Minecraft: You Can’t Put a Lead on a Villager & Here’s Why
Villagers in Minecraft are stubborn, to say the least. It’s all fine and well when your only interaction with them is trading, but what happens when you want to move the villager somewhere else? What happens when you want to make a farm where a villager is crucial for it to work? Would a lead work? Can you put a lead on a villager in Minecraft?
Why would you need it?
Attaching a lead to a mob is one of the most efficient ways to move mobs elsewhere. The physics of leads has greatly improved ever since they were first introduced to Minecraft in the 1.6 updates. Leads aren’t hard to come by if you already have some slime on your hands, but when you’re trying to find slime, it seems that it only gets more complex.
Slime generates in slime chunks, and although there are ways to find these chunks to make slime farms easily, the best way to find these chunks is by using the chunk base website. All you have to do is type in the seed of your world, and it’ll find you the slime chunks scattered throughout the world. This is a form of cheating, though.
Back to the question at hand, why would you ever need a lead to use on a villager? The answers can vary and mostly relate to your dreams and aspirations for the world, but in most cases, you’ll need the villagers for farms. Even some of the simplest farms require you to use villagers to make them work, like a working iron farm that spawns iron golems periodically and kills them in the process.
What else can you put a lead on?
Although villagers can sometimes annoy us, it wouldn’t be as fun if we could simply put a lead on them and drag them to the desired location. Sadly, villagers are among the few mobs that can’t be dragged with leads. There’s a total of 36 mobs that you can otherwise put a lead on, and the only instance where villagers can also be leashed is if it’s the old variant of villagers in Bedrock Edition Minecraft.
Old Villagers
The Village & Pillage update was a 2019 update that revamped villagers and villages completely. Apart from the numerous blocks that were added, it was also added that you could put a lead on old villagers, so what exactly are old villagers? Villagers don’t age in Minecraft, but rather, old villagers refer to the prior versions of villagers before the Village & Pillage update.
So, suppose you’re playing Bedrock Edition Minecraft and are playing on a version before 1.14. In that case, you could technically put a lead on a villager, but getting to an older version of Minecraft on consoles isn’t as easy as it is in Java Edition, so a different approach to the solution must be taken.
Villager mods
One of the easiest ways to manipulate the desired outcome in Minecraft that is not otherwise available in the vanilla game is to use mods to get what you want. Although I didn’t find any mods that let you put leads on villagers, I found a mod that helps you move villagers far more easily than with anything ever before.

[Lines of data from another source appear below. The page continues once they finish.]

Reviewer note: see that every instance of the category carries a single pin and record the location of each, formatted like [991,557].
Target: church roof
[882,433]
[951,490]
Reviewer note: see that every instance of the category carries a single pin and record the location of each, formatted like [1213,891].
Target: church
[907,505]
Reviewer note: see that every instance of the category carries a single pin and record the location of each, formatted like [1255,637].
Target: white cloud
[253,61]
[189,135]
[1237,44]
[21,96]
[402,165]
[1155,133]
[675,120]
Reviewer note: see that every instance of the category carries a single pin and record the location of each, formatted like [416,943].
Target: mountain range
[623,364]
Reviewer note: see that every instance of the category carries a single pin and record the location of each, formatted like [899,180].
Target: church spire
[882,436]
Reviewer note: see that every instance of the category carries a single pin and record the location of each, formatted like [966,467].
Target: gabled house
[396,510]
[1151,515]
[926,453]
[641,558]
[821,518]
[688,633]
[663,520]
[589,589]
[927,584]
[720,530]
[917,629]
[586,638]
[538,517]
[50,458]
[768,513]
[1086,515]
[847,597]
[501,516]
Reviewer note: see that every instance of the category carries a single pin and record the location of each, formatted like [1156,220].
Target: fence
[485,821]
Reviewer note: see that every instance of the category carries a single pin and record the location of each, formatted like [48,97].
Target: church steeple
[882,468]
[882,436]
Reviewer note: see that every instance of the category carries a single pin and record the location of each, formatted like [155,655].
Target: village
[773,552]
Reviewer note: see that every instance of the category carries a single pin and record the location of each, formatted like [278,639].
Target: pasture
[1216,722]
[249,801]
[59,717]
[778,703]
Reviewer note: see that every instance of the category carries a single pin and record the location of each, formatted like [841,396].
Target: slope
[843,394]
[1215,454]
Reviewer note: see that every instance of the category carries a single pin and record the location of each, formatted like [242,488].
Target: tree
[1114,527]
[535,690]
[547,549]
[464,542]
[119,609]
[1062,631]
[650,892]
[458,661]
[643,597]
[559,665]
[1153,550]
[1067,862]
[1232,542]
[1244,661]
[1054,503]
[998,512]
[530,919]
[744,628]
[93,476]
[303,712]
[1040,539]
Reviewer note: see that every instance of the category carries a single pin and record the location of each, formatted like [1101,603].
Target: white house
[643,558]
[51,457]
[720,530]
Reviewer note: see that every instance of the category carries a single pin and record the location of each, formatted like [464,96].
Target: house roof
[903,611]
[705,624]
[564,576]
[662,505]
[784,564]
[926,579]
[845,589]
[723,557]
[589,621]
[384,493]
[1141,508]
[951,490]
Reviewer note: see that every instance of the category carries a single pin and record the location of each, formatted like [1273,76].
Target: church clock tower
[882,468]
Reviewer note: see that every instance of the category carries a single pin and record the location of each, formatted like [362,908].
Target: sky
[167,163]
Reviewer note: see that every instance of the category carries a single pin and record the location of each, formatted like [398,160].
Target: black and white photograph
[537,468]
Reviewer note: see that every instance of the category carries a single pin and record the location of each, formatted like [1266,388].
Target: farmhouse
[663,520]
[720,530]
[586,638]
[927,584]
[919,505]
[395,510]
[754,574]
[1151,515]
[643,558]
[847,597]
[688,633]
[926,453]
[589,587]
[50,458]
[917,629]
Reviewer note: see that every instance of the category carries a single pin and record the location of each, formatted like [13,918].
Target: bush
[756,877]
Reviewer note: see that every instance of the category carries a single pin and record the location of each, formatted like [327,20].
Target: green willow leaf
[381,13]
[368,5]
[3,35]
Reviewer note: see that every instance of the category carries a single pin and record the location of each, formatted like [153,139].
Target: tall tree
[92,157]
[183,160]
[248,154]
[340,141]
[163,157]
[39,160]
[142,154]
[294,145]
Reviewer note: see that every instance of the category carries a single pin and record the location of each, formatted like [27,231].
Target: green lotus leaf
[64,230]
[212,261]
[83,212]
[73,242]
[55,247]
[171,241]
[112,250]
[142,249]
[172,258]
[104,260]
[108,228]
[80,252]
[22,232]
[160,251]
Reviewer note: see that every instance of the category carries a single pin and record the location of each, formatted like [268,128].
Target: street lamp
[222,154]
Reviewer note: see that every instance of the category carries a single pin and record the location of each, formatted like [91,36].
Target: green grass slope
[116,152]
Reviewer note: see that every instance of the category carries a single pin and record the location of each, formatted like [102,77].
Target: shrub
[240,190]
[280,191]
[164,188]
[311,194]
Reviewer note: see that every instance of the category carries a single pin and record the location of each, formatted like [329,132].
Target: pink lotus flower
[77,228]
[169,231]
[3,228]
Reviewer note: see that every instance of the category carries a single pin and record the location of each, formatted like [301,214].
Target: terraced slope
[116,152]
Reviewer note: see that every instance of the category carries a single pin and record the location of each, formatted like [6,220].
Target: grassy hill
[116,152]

The Easy Villagers mod lets you pick up villagers as an item. It’s really fun to use since the villager becomes smaller and sits in the palm of your hand, and you can even trap them in blocks like glass along with their job site block. Several new blocks are introduced in this mod and a completely new trading menu.
The mod does get updates and is currently updated to work on version 1.19.2, so you shouldn’t have any problems running it. You’ll need to have the Forge mod loader installed, though. If this mod changes too much for you, there is a simpler mod called Following Villagers.
It works based on the mechanic that certain mobs like pigs, cows, and chickens will follow you if you’re holding their favorite food in your hand. With villagers, it’s not food but rather an item – emeralds. Sadly, the mod hasn’t been updated since the 1.15 update, so it might not work on newer versions of Minecraft.
Other ways to get villagers where you want to
Since leads are out of the picture, if you want to navigate villagers to go where you want them to, you’ll have to use different methods to transport them. I’ll list the ways you can do this by increasing the chances that it’ll fail as I go, so the first one will be the easiest method, the second a bit harder, and the third even harder.
Minecarts
Minecarts are an incredibly efficient way to get villagers where you want them to be. The hardest part is getting the villager into the minecart, but you can use the pushing method to try and do so, or you can place the minecart right next to the villager, which should yield the same results. This method isn’t very cost-efficient since you need a railroad to transfer the villager where you want to, but it’s nonetheless the easiest way. You can even use the Nether if it’s a really long distance to travel since if you traveled 100 blocks in the Nether, you would have traveled 800 in the overworld.
Fishing rods
Fishing rods are the next best thing, but it’ll take a while to get the villager to the desired location if it’s far away, so it’s best only to use this when dealing with short-distance transport. You’ll take a fishing rod and press use on it while pointing to the villager. Then, pull back a bit and press use again to make the villager move a short distance. The villager will take a bit of damage, so don’t do this with an iron golem nearby because you will die.
Pushing them
Villagers will look at you when you come close to them, so you can use this to your advantage until they decide they’re bored and wander off on their own again. While they’re looking at you, you can approach them and literally move them with your own body. Using this method with something like the minecart method is best because the villager will wander off eventually.